Stylish women are pooh-pooing pristine purses. Is it fueled by inflation? Y2K nostalgia? Is it just cool? An investigation into the tattered-bag trend.

By KATHARINE K. ZARRELLA
Mon, Feb 27, 2023 9:07amGrey Clock 4 min

ABOUT 20 YEARS ago, while dining in San Francisco, Lisa Unger Sandman was nearly startled out of her seat. “Oh, my God! That should never be on the floor!” shrieked a woman at a nearby table, pointing to Ms. Unger Sandman’s black Hermès Kelly bag. Chastened, Ms. Unger Sandman, now a retired banker in Raleigh, N.C., snatched up her purse which, in the current market, often costs at least five figures. “It caught me off guard,” she recalled. Today, Ms. Unger Sandman, 60, would ignore such a reprimand and isn’t so worried if her Kelly risks bodily harm. “If a bag has a scratch on it, that means you’ve enjoyed it. I’m happy with the patina.”

Ms. Sandman’s attitude reflects a growing trend. Lately, women are both embracing their handbags’ scratches and stains and seeking out visibly worn-in styles on the secondhand market. In its 2023 luxury consignment report, resale site the RealReal noted higher demand than ever for bags in “fair” (i.e., heavily worn) condition. Similarly, at resale platform Vestiaire Collective, co-founder Sophie Hersan reports that sales of worn-in designer bags have jumped 13% in the last six months.

Why the sudden craving for beat-up bags? One of the biggest draws, posits Katie Devlin of trends and insights company Stylus, is the Y2K revival and the resurgence of “indie sleaze,” a grungy, aughts-era aesthetic. She references the circa-2010 style of Mary-Kate and Ashley Olsen. Famously on their arms back then: decimated Hermès Kellys and Balenciaga bags (like the one shown here). “It’s the idea of looking expensive but like you don’t care—of not looking overly curated,” said Ms.
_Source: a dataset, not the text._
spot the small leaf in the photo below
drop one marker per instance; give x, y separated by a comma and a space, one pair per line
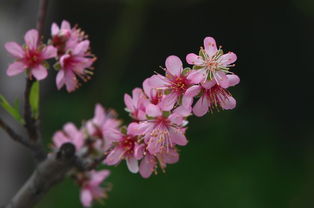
34, 99
12, 110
Devlin.

In that regard, the trend, which encompasses luxury bags by the likes of Chanel, Gucci and Louis Vuitton, as well as label-free vintage styles, may be a backlash to the picture-perfect world of Instagram and wealthy reality TV stars (see the seemingly untouched designer bags that line the Kardashian clan’s walk-in closets). “There’s a move away from this idealistic, filtered look we’re so used to seeing,” said Dayna Isom Johnson, a trend expert at online marketplace Etsy, where searches for Y2K handbags are up 51% in the last three months compared to the same period last year. “Now people are really embracing the realness and messiness that comes with living everyday life.” Not using something that costs so much, Ms. Isom added, makes people feel “very wasteful.” Elizabeth Layne, chief marketing officer of resale site Rebag, has observed a resistance to feeling “too precious about [luxury] workhorse bags of lower grades. You don’t have to worry if it gets a scuff.”

New York stylist Malina Joseph Gilchrist agrees. “There’s a quiet luxury thing happening…a reaction to a congested market of handbags that are logoed and attention-seeking.” With a worn-in bag, she said, “you look like you’re not trying too hard.”

For Sapna Bhatla, 42, a business strategy consultant in Philadelphia, beat-up bags—whether trendy or not—speak to her identity. After immigrating to the U.S. from India, her style-savvy mother would combine her traditional attire with vintage estate-sale finds. So “pristine feels contrived and inauthentic to me,” Ms. Bhatla said. “If you see my body, I have scars. I have marks. I have a life that’s been lived. And I’m happy to have signs to remind me of it. I like things that show a test of time and sturdiness and resilience.”

She owns an arsenal of worn-in designer purses—some she marred herself, others that she scooped up on eBay. Among her favourites is a decades-old, no-name leather bag she found at a Paris flea market. “I’m not so crazy about brand names when it comes to vintage. If it’s here today, it’s already good quality.”

Those scars should not be haphazardly patched up, said Sofia Bernardin, founder of luxury vintage platform ReSee. “There’s nothing worse than a badly repaired bag. It’s like a woman who’s had too much Botox—she’d have been better off not doing anything.” Still, not all decay is desirable, said Kristin Whalen, 36, a San Francisco senior director of client management and bag obsessive who’s had some of her styles since high school. For her, protruding structural wires and age-induced deformities are nonstarters. Trend analyst Ms. Devlin maintains that, while the optimal degree of destruction is a personal choice, “if it’s not functional and your strap is falling off, it’s time to say goodbye.”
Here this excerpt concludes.